The NHL game is getting faster and faster, and the Blue Jackets are building a young and skilled defense in order to keep pace.
"It's a speed game now," head coach John Tortorella told BlueJackets.com "It's not 15-20 years ago (where you are) worrying about if your 'D' is going to be able to handle the physical play. It's about moving the puck and getting going.
"The game has completely changed. It's about tempo and skill (and) getting out of your end zone as quickly as possible."
Six of the 11 active defensemen left on this year's training camp roster are 23 or younger, so there's ample reason to be optimistic about what that means for the organization over the long haul.
When it comes to speed and skill, look no further than Seth Jones. Jones signed a six-year contract extension with the Blue Jackets over the summer and participated in the World Cup of Hockey as part of Team North America before joining camp in Columbus.
In just 41 games with the Blue Jackets last season, Jones led all club defensemen in shot assists that led to scoring chances with 42.86% (data courtesy of Ryan Stimson's passing project*) and was the third-highest scoring defenseman (two goals, 18 assists).
Jones' most frequent defense partner last year was Ryan Murray. Murray, who just turned 23, joined Jones on Team North America after playing in all 82 games last season. He tied David Savard for the scoring lead among all defensemen (4-21-25), and, with the most shot assists tracked in the passing project, he was third behind Savard and Dalton Prout when tracking passes that led to shots on goal (46.05%).
Then, there are the players in the Blue Jackets' developmental pipeline.
Zach Werenski is attending his first NHL training camp fresh off a Calder Cup championship with the Lake Erie Monsters. The 19-year-old was third among all Monsters and seventh among all AHL players in playoff points (5-9-14) with .82 points per game.
"The skill set he has: his size, strength and poise with the puck, he's a complete player," former Monsters head coach Jared Bednar said during the playoffs. "To be able to step into our lineup in intense games and get the job done, it's impressive especially for his age, and that's why everyone's so excited about him."
Another player who's drawn notice in camp? Finland's Markus Nutivaara who is experiencing his first foray playing on North American ice, and the smaller rink hasn't seemed to be challenging for the 6-foot tall, smooth-skating defenseman.
Even though it's the preseason with a sample size of just four games, Nutivaara has posted an impressive 58.29% 5-on-5 score and venue-adjusted Corsi For percentage (fourth overall on the team) in a team leading 65:07 minutes on ice, according to NaturalStatTrick.com.
"What he has, we can't teach - his skill and his moxie," Tortorella said. "He's not afraid to make a difference in the game and I think that's really important for a young defenseman. He's willing to hold on to pucks, to maybe make that next play. He has some speed too."

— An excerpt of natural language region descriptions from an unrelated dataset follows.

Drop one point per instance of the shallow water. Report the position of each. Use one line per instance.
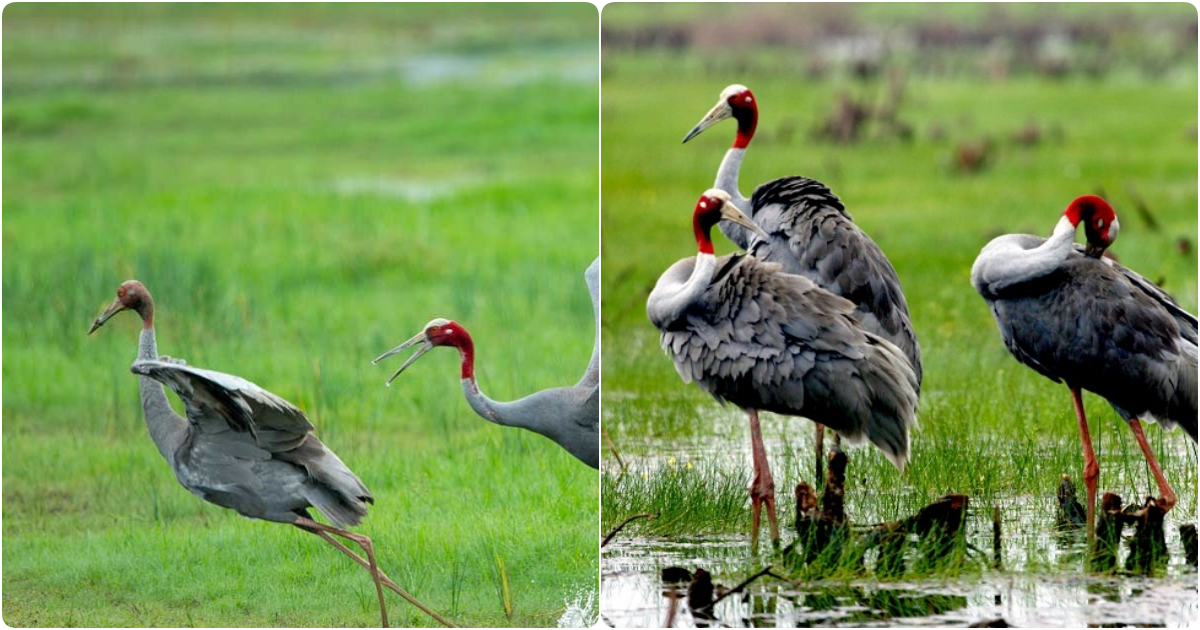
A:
(1042, 582)
(634, 597)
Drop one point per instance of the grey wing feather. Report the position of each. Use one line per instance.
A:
(811, 234)
(772, 341)
(1101, 327)
(253, 451)
(213, 396)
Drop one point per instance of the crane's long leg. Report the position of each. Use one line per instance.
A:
(1091, 469)
(324, 531)
(1168, 496)
(819, 443)
(309, 525)
(762, 489)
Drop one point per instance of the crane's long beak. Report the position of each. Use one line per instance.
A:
(730, 213)
(720, 112)
(113, 309)
(418, 339)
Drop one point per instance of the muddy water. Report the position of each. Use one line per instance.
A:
(633, 595)
(1042, 581)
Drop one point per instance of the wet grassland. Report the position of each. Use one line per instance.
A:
(981, 141)
(301, 189)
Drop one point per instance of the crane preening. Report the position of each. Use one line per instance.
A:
(246, 449)
(750, 334)
(1077, 317)
(568, 415)
(809, 233)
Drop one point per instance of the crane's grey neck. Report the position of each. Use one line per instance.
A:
(1005, 263)
(167, 429)
(670, 300)
(502, 413)
(727, 181)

There's still more than a week left in training camp to decide which players will slot into the Blue Jackets lineup for the start of the regular season, but Tortorella believes the future is bright for his team's defense.
"(Defense) is a very important position now," Tortorella said. "We have youth in that situation and I don't think it's all going to come to fruition right away, but the progression of this is very encouraging on the back end. I look at the youth there, that's your engine as far as to get you up the ice and play with speed, and it's encouraging."
*Passing project data for the Blue Jackets includes 22 games from the 2015-16 regular season. Data tracked by Ryan Stimson and team.